Just as she hits one there’s an almighty crash from above, the deep cracking boom of something going through concrete like a pencil through a sheet of paper. The breaching teams hit first, blowing off the hinges and battering both doors with rams. They’re pouring in and instinct and training take over for Maggie, following her squadmates, sweeping each room, subduing targets who look shellshocked by the flashbangs. There’s a lot of ominous thumping sounds filtering down from the top floors, and as they rush up the stairs to the second story, the ceiling suddenly gives way, pouring rubble in the flickering lights.

Supergirl flies down through the hole, holding their target by the scruff of his jacket. He has a swollen eye but he looks pretty subdued, especially when Supergirl shakes him once like a cat with a kitten. “It would be nice if you all surrendered,” she tells the bad guys waiting for them.

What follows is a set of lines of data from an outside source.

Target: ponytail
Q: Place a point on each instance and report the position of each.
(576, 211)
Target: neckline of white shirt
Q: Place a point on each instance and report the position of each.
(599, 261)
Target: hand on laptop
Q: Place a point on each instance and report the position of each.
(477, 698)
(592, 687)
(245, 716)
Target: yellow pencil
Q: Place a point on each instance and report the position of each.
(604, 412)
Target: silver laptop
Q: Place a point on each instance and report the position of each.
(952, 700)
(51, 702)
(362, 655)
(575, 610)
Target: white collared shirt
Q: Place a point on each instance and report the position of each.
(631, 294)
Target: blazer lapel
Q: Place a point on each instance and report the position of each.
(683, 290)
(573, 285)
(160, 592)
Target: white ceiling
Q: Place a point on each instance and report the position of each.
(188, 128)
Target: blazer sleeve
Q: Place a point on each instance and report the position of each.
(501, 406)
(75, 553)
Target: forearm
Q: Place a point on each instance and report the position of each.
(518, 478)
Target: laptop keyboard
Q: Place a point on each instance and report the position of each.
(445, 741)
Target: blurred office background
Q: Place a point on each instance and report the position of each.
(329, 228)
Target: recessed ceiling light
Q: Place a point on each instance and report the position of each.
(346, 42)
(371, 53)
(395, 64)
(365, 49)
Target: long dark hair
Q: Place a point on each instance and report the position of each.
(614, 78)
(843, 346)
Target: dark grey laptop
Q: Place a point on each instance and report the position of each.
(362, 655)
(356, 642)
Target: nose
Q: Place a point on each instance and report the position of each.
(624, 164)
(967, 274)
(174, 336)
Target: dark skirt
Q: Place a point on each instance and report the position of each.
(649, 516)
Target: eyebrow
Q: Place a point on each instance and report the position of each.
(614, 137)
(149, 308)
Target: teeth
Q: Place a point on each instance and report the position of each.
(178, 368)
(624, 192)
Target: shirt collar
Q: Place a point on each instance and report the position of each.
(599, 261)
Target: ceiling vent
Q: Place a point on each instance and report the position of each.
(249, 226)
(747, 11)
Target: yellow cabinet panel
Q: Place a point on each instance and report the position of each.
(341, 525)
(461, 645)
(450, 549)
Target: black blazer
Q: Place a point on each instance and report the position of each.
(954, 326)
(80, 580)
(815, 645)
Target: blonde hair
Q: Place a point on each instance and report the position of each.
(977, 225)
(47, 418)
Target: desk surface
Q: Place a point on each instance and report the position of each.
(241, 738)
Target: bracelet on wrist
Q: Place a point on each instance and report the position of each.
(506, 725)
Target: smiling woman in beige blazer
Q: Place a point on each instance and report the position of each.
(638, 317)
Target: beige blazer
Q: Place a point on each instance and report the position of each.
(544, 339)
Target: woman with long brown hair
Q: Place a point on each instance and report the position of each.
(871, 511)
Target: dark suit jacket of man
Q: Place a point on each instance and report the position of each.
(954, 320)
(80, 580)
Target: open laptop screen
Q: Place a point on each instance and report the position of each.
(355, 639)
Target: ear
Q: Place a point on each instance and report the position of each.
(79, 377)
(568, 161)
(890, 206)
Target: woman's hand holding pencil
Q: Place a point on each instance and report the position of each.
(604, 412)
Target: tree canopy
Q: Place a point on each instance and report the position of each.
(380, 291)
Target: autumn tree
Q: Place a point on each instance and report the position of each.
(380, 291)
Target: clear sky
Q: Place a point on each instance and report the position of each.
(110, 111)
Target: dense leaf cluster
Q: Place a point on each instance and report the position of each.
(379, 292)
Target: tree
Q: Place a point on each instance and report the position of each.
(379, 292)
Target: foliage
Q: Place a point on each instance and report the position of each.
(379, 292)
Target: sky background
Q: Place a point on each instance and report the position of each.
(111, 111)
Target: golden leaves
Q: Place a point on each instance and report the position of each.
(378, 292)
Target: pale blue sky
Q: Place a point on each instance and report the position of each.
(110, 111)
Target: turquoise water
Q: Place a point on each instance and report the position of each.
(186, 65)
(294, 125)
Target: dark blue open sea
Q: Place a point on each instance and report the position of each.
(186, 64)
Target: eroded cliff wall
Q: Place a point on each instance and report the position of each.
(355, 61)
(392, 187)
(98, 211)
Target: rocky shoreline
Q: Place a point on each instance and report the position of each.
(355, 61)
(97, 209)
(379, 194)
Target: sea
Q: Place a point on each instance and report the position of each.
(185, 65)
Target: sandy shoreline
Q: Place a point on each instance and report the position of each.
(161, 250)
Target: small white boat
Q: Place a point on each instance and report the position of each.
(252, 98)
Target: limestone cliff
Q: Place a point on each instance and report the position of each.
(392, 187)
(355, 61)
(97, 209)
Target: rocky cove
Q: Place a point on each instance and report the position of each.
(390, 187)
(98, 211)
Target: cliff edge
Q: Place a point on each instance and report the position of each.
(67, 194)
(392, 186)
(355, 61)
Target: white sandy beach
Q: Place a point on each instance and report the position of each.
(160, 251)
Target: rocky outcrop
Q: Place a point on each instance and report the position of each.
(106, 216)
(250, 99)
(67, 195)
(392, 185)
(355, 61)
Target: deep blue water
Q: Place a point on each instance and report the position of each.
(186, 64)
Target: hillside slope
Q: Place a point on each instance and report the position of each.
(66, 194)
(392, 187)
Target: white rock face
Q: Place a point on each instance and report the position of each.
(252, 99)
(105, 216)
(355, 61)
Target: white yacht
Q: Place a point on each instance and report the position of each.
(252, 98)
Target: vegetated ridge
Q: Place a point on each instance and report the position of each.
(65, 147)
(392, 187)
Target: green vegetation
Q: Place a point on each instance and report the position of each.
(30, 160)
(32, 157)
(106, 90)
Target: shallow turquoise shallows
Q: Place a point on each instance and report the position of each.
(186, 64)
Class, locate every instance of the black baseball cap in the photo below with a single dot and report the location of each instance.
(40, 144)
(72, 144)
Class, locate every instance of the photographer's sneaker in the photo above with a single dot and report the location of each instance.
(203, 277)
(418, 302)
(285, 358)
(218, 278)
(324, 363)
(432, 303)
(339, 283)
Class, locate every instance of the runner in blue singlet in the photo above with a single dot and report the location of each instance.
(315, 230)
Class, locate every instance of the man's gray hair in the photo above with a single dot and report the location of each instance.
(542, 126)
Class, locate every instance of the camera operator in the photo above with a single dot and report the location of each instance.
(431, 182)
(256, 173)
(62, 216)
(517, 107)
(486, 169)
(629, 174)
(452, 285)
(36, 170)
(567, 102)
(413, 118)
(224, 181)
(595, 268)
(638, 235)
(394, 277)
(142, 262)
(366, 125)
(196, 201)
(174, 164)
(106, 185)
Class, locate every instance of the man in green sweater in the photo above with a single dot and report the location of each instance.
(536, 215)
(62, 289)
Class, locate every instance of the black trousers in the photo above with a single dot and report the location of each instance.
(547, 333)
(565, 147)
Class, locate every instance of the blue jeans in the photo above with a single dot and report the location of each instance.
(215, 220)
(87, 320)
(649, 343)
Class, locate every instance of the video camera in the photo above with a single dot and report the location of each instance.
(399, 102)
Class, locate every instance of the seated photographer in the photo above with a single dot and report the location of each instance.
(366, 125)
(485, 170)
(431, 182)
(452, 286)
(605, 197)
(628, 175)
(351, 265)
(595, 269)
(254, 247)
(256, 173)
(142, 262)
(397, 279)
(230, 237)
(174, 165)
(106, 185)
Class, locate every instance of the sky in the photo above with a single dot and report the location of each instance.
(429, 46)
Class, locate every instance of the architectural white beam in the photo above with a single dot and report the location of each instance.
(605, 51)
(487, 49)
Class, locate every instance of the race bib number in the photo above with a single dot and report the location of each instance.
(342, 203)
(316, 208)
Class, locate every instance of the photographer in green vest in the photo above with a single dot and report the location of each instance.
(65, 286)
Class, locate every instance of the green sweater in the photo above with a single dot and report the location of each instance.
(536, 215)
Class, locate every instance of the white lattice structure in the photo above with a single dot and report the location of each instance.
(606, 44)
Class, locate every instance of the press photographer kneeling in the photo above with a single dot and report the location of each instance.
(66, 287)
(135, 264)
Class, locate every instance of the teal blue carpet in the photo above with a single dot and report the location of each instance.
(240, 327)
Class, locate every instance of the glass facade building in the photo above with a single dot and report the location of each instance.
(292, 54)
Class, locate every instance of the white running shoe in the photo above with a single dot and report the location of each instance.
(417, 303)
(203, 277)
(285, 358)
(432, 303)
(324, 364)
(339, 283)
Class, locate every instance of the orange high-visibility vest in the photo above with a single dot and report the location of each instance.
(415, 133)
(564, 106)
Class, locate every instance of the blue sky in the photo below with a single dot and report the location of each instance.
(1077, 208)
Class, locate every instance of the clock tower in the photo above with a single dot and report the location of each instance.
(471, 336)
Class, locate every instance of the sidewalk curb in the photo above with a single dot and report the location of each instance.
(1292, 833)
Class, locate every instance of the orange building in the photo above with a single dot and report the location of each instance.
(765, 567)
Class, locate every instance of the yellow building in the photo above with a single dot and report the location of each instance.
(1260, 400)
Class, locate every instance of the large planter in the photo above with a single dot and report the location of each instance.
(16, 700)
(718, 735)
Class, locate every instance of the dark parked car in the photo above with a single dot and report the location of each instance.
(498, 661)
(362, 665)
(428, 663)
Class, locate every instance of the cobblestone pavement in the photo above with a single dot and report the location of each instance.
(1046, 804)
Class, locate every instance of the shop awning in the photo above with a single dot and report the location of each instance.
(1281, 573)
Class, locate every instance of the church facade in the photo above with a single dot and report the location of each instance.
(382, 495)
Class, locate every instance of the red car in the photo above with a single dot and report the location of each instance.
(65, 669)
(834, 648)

A high-pitched whine splits the air.

“Take cover!” Maggie shouts, figuring that it can’t be anything good. NCPD officers and DEO agents scatter. Maggie can’t find Alex in the bustle as she ducks around a corner and gets low. Her last glimpse of Supergirl is her whirling in midair, protecting even that scumbag weapons dealer with her body as something flashes bright and hits her hard enough to knock her across the building.

Maggie ducks instinctively as she hears the impact of Supergirl’s body against the thick concrete wall, and when she peeks out, sees that she’s managed to turn her body again so that she took the brunt of the impact instead of squashing the fragile human in her arms. He gets tossed to the ground at Maggie’s feet.

“If you would, detective,” says Supergirl, shaking it off, and glaring in the direction of the weapons fire.

Maggie drags him over and begins securing his hands behind his back with a thick zip tie.

Supergirl gathers herself and pushes off, flying straight down the short hallway and into the open room, and then Maggie hears a thud, another whining shot, and concrete crumbling.

A body goes rushing past Maggie, just a pair of legs in black uniform, but she knows it’s Alex.

“Wait, Danvers-” She’s struggling to her feet like the rest of the strike team around them, trying to push forward again.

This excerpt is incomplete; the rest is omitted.